# new to growing need some help



## soofaded (Mar 25, 2006)

haha hey everyone ive never grown anything in my life and this monday im going to get my seeds (stress seeds =\) ive been reading alot of information from the forum so i thought it would be fun to grow myself.. heres my plans for growing tell me anything so i can improve it i got alot of questions =\ about growing so bare with me haha ill be posting pictures up when i got everything going.. im still not sure about growing yet. i need to find a secluded area because i cant grow in my room or house.. if theres a way to make the plant smaller i can grow in my backyard but anyways here are the plans

when i get the seeds im going to do germinate them with the ziploc baggy method and when the thing pops out of the seed ill get one of those red cups and fill it half way with soil/fertilizer and then use my finger and push a hole into the soil then put the seed inside, am i suppose to put the root or w/e facing up or down? well after putting it in im going to cover it up with somemore soil and then water it .. after doing that im going to leave it outside in the sun and see what happens.. how many times or how much should i water a day ? and the weather down here in cali is pretty hot.. when it gets to the afternoon the sun is super super super shiny and its hot! and in the mornings its cold.. does anyone know a way to shrink your plants? is that possible? i dont even know haha im a noob to growing 
	

	
	
		
		

		
			





oh yeah i will also cut holes on the bottom of the red cups so the water can flow out.. to tell you the truth i dont really kno why. ive seen many people do this so im gnna also do it haha


----------



## GanjaGuru (Mar 26, 2006)

I'll start with the same advice I give to all beginners--read a grow guide.
You'll learn about the plant, how it grows, what it needs and when.

Here's my recommendation.  Purchase some peat pots--little planters made of peat.  Fill them with top-quality unfertilized potting soil.  Plant a seed in each one and leave outside in a sunny location where they will be undisturbed.  When you plant the seeds pour enough water in the peat planter so it runs out the bottom, then no water for a day or 2.  When the soil starts to dry out on top, spray water onto the soil enough to keep the soil moist but not soaking wet.  The seeds will sprout usually within a week.

Now comes the hard part--prepping the site.  This involves digging a 3' wide by 3' deep hole for each plant and re-filling with quality potting soil.  Look for potting soil that has things like worm castings, bat/seabird guano, kelp/seaweed, and a bit of hydrated lime.  Buy a bag of perlite and add to the potting soil until the perlite makes up 25% of what you re-fill the holes with.

When roots start to grow through the peat planters, transplant to each site--just scoop out a handdfull of soil and plop the baby plant in, peat and all.

Backyard growing: you can make marijuana look like pretty much a completely different plant.
You can change the characteristic shape of a marijuana plant--turn it into a bush--by topping.
When the plant is 12" tall, cut off the upper 4" (mid-way between branches).  Two main branches will grow from that point.  When those 2 are 12" long, cut off the top 4", now you've got 4.  Do it again, 4 main branches become 8.  This also causes the plant to grow in width, keeping it short.  You can train it to grow in sort of a dome shape.
Then, get some plastic flowers and berries from a crafts shop and attach them to the plant, flowers first and a few month later move the flowers and attach berries.
Everybody know pot doesn't grow big red flowers and berries, right?

The hardest part of guerilla growing is finding a suitable site.  It MUST be remote, someplace where no one will ever go.  You want a clearing, near but not next to water.
No matter where you grow, the plants will need water every few days.  If it doesn't rain you must bring them water.

The plants will be ready for harvesting in mid-Oct.


----------



## Mutt (Mar 26, 2006)

Are you crazy soofaded????

Aren't already in trouble with you school and family?????
Now your growing????
You get busted forget about college dude.
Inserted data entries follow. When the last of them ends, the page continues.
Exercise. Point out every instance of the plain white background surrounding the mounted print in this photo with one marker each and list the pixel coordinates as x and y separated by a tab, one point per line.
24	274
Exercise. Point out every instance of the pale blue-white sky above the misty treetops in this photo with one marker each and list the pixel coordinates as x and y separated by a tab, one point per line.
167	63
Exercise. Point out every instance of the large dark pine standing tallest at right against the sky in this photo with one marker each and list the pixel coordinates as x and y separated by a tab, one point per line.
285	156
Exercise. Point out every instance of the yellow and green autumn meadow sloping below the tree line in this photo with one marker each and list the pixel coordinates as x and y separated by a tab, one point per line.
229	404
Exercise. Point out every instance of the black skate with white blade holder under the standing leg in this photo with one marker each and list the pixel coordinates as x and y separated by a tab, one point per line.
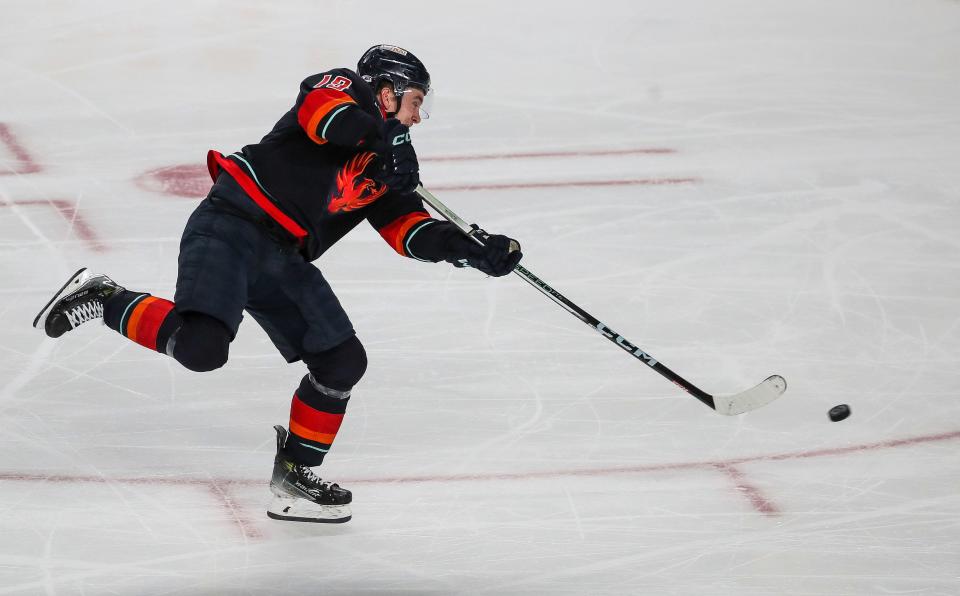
298	495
Govt. Grants don't like pot cultivators.


----------



## soofaded (Mar 26, 2006)

lols yeah im in trouble but im so bored i dont ahve anything to do .. lols i dont know if i am gnna plant yet i have everything at home because my grandma use to do alot of gardening but i just dont have a spot ahha and ganja the plastic plants haha thats a crazy ass idea hahahah thats cool thanks for the advice. i dont know if im going to do it yet it looks super fun

so it takes 7months to harvest.. ? 

haha mutt if i was your kid u`d beat my ass huh ahhaa


----------



## Mutt (Mar 26, 2006)

soofaded said:
			
		

> haha mutt if i was your kid u`d beat my ass huh ahhaa


 
Nope. you wouldn't be gettin into trouble. you'd either be in a private school or home schooled and in total lock-down. hahahaha

Grow outside not near your residence if your gonna grow.


----------



## soofaded (Mar 26, 2006)

lols thats what happend to me im on lock down . and before i was at a private school


----------